Vatan savunmasında başarı, ölürsem şehit, kalırsam gazi ruhuyla elde edilir. Türk milletinin askeri, vatan savunmasında bu inançla arzu ettiği neticeye ulaşmıştır. Başarı için inanç ve amaç önemli bir etkendir. Bu iki etken sayesinde 15 Temmuz 2016 darbesi bastırılmıştır. Tanklara geçit vermeyen, kurşunlara aldırış etmeden vatan hainleriyle mücadele eden ve onları başarısız kılan Müslüman Türk Milletindeki güç, İman gücüdür. Şair Mithat Cemal Kuntay bu gerçeği şöyle dile getirmiştir. Bayrakları bayrak yapan üstündeki kandır. Toprak, eğer uğrunda ölen varsa vatandır.”  Her karış toprağı şehid ve gazi kanıyla sulanmış, ecdadımızın bizlere emanet ettiği bir ülkede yaşarken, vatan sevgisinin ne olduğunu idrak ile bir görev düşerse tereddüt etmeden yerine getirmek gerekir. Çünkü bizler için başka vatan yok, sadece Türkiye vardır.

Din, vatan ve mukaddesat uğruna yapılan mücahade esnasında şehit olmak da var gazi olmak da. Ama hepsinin de Allah’ın indinde karşılığı vardır. Bu konuda Yüce Mevla Kur’an-ı Keriminde şöyle buyurmaktadır.”Allah yolunda öldürülenlere “ölüler” demeyin. Bilakis onlar diridirler. Fakat siz bunu sezemezsiniz.” (Bakara, 154.)

Din, vatan ve mukaddesat için her şeyini feda eden, yeter ki vatanım bölünmesin, Müslümanların can, mal ve namuslarına halel gelmesin diyebilen Müslümanlara Allah önemli bir makam vermiştir. Allah Kur’an lisanıyla onlar ölüler değil, bilmediğiniz bir hayatla yaşıyorlar. Ancak sizlerin onların bu halini anlama gücünüz yoktur buyurmaktadır. Şehidin kul hakkı dışında tün günahları affedilmiştir.

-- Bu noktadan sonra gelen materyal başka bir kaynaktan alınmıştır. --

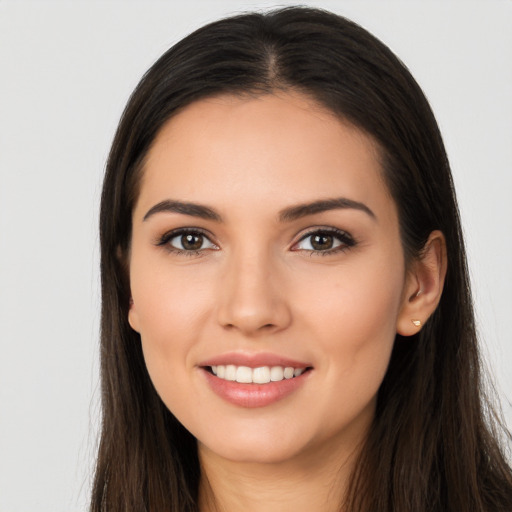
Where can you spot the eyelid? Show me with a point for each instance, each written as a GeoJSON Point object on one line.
{"type": "Point", "coordinates": [163, 241]}
{"type": "Point", "coordinates": [345, 239]}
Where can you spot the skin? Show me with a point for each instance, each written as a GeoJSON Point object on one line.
{"type": "Point", "coordinates": [256, 285]}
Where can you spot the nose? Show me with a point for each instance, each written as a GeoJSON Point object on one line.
{"type": "Point", "coordinates": [253, 299]}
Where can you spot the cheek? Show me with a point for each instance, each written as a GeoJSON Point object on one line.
{"type": "Point", "coordinates": [353, 322]}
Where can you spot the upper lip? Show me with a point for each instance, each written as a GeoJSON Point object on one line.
{"type": "Point", "coordinates": [254, 360]}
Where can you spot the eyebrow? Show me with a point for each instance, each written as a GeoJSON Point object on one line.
{"type": "Point", "coordinates": [323, 205]}
{"type": "Point", "coordinates": [287, 215]}
{"type": "Point", "coordinates": [192, 209]}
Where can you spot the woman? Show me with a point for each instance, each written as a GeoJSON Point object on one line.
{"type": "Point", "coordinates": [287, 321]}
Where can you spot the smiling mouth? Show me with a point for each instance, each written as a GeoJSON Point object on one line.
{"type": "Point", "coordinates": [260, 375]}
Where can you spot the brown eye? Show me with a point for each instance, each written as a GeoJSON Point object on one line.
{"type": "Point", "coordinates": [191, 242]}
{"type": "Point", "coordinates": [187, 241]}
{"type": "Point", "coordinates": [322, 241]}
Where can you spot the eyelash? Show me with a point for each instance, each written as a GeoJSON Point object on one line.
{"type": "Point", "coordinates": [167, 237]}
{"type": "Point", "coordinates": [346, 241]}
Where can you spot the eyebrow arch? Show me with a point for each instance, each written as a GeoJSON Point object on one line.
{"type": "Point", "coordinates": [192, 209]}
{"type": "Point", "coordinates": [323, 205]}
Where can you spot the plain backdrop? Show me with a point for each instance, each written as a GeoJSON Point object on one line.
{"type": "Point", "coordinates": [66, 71]}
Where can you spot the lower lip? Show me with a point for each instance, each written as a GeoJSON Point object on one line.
{"type": "Point", "coordinates": [254, 395]}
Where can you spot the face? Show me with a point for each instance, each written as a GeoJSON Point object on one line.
{"type": "Point", "coordinates": [267, 276]}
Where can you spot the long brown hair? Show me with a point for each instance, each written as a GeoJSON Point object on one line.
{"type": "Point", "coordinates": [434, 443]}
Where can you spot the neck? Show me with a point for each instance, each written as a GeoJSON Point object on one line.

Ülkemizin her karış toprağında şehit kanı mevcuttur. Ecdadımız vatanımızı düşman işgalinden kurtarmak için her türlü zorluğa göğüs gererek, canı pahasına düşman birlikleriyle mücahede etmişlerdir. Binlerce şehit bir o kadar da gazi vermişler, ama tutsaklığı kabul etmemişlerdir. Sonuçta Allah’ın yardımıyla ülkemiz topraklarından işgalci düşman birliklerini temizlemişlerdir. Bizlere cennet gibi bir vatan bırakmışlardır. Ülkemizi koruyup kollamak, daha ileri seviyelere taşımak için çalışmak üzerinde yaşayan bizlere aittir. Maziden ders alarak geleceğimizi belirleyip her geçen gün daha da güçlü olmak için çalışmak gerekir. Bilinmelidir ki, üzerinde yaşadığımız bu vatan, şehit ve gazilerimizin bizlere emanetidir. Her emanet bir nimettir. Korumak, kollamak gerekir.

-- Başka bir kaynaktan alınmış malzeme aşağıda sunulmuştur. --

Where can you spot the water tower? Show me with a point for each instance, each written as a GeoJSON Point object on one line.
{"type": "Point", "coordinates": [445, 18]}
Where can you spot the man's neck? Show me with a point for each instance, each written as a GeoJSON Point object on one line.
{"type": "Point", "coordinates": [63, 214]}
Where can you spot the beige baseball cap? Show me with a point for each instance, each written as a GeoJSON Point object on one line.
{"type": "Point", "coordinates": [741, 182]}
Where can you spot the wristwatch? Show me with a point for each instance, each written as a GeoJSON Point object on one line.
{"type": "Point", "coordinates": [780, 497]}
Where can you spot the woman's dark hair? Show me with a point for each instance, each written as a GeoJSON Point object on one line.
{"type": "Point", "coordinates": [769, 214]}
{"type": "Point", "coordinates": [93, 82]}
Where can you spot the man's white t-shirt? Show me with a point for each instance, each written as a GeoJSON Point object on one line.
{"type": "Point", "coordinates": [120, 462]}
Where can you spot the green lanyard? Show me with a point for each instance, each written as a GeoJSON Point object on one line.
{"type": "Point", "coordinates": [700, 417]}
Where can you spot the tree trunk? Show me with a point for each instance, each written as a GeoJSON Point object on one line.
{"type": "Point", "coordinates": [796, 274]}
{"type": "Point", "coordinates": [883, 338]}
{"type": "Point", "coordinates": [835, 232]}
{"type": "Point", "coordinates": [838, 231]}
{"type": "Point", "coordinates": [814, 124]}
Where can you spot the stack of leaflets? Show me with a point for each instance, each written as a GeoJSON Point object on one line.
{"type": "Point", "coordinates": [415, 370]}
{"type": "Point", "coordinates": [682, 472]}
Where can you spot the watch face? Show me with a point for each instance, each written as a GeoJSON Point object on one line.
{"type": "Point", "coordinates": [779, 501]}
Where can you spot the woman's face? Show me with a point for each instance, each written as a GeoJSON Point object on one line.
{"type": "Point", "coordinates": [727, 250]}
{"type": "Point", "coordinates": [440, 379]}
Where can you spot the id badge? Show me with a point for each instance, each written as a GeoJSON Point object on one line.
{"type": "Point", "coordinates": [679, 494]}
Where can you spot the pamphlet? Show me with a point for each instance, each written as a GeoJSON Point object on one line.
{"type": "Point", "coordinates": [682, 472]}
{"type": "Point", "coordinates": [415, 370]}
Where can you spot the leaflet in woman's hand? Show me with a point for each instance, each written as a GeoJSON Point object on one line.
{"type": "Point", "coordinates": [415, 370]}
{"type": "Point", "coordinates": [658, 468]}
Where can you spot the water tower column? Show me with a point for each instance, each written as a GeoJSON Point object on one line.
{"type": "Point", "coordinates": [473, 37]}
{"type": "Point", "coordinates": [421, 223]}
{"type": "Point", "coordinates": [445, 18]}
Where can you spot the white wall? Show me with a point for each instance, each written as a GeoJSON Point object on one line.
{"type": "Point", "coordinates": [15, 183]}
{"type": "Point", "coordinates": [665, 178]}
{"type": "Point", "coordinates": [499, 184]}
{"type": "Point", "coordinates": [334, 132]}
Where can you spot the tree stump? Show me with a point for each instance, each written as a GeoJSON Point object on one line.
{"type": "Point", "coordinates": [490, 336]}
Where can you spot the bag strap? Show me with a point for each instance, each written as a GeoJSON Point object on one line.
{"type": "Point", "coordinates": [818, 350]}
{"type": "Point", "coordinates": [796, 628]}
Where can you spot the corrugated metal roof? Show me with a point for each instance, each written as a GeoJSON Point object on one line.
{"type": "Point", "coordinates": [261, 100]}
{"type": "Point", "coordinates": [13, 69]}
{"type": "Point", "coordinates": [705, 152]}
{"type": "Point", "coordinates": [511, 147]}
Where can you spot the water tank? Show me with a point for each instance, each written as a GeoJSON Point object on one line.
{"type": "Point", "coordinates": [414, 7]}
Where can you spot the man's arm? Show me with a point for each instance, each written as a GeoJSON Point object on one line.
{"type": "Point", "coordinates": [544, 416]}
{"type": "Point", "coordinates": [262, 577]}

19 Eylül gaziler günü olması hasebiyle, ülkemizin bölünmez bütünlüğü, Müslüman Türk toplumunun can, mal ve namusunu koruma adına canları pahasına mücadele eden, bizlere bağımsız bir vatan bırakan şehit ve gazilerimizi saygı ve minnetle yad ediyoruz. Ruhları şad, mekânları cennet olsun. Hayatta olan gazilerimize Rabbim, sıhhat ve afiyetler ihsan eylesin. Gazilerimize, gazi ve şehit yakınlarına her zaman saygı ve hürmet göstermemiz, insani ve İslami bir görevdir. Onları sevmek ve saygı duymak, bizlerde bir eksiklik meydana getirmez. Bilakis saygınlığımızı artırır. Bu gün ülkemizde huzur ve güven içinde yaşayabiliyorsak, bunda gazi ve şehitlerimizin payı büyüktür. Yüce Allah şehit ve gazilerimizin emanetlerini sahip çıkarak muhafaza etmeyi nasip etsin.